Friday, 7 August 2015

Root to Leaf Sum in a Binary tree : java Implementation

Hello friends,

Suppose we have a binary tree (not necessary a binary search tree), whose each node represent an Integer. We have a number: SUM. We need to find if there exist a path from Root to any Leaf such that sum of all the nodes equals the SUM. The path should contain full path from Root to a Leaf node.



If we have a binary tree as above and SUM as 26 then the Valid path comprises of (11,5,10) and not 10 and 16 as 10 and 16 is not a complete path from root to leaf but (11,5,10) nodes create a path from root (10) to leaf (11).

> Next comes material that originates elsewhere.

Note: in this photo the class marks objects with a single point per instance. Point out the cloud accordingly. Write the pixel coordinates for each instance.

Friends, please find below the java code solving this problem. Please note that for representing the binary tree three arrays have been used. :
1. tree[] : This holds the actual values of the tree. This is 0 indexed array.
2. left[] : This  holds index of left child for the current index.
3. right[] : This holds index of right child for the current index.

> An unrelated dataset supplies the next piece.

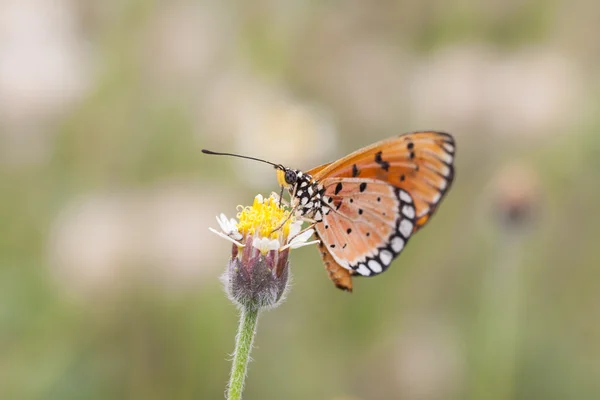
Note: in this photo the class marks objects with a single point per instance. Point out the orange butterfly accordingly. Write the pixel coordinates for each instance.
(366, 206)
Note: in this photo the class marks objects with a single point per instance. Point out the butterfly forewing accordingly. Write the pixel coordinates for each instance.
(366, 223)
(421, 163)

public class RootToLeafSumInBinaryTree {
    
    // tree holds actual tree node values
    static Integer tree[] = { 10, 16, 5, -3, 6, 11 };
    // holds the index in tree[] corresponding to the left child of the each index
    static Integer left[] = { 1, null, 4, null, null, null };
    // holds the index in tree[] corresponding to the right child of the each index
    static Integer right[] = { 2, 3, 5, null, null, null };
    static Integer result[] = new Integer[tree.length];
    static int resultIndex = 0;

    public static void main(String[] args) {

        Integer sum = 21;
        boolean isSuccess = rootToSum(0, sum);
        for (int i = 0; isSuccess &&  i < resultIndex; i++) {
            System.out.println(result[i]);
        }
    }

    public static boolean rootToSum(int currentIndex, Integer sum) {
        if (left[currentIndex] == null && right[currentIndex] == null) {
            if (sum - tree[currentIndex] == 0) {
                result[resultIndex++] = tree[currentIndex];
                return true;
            } else {
                return false;
            }
        }
        boolean isLeftSuccess = false;
        boolean isRightSuccess = false;
        sum = sum - tree[currentIndex];
        if (left[currentIndex] != null) {
            isLeftSuccess = rootToSum(left[currentIndex], sum);
        }
        if (right[currentIndex] != null) {
            isRightSuccess = rootToSum(right[currentIndex], sum);
        }
        // be careful here we need to see if we get success from Either of Left
        // or Right branch we need to return Success as we have a path where the
        // sum is equal to the provided sum. 
        if (isLeftSuccess || isRightSuccess) {
            result[resultIndex++] = tree[currentIndex];
            return true;
        }
        return false;
    }
}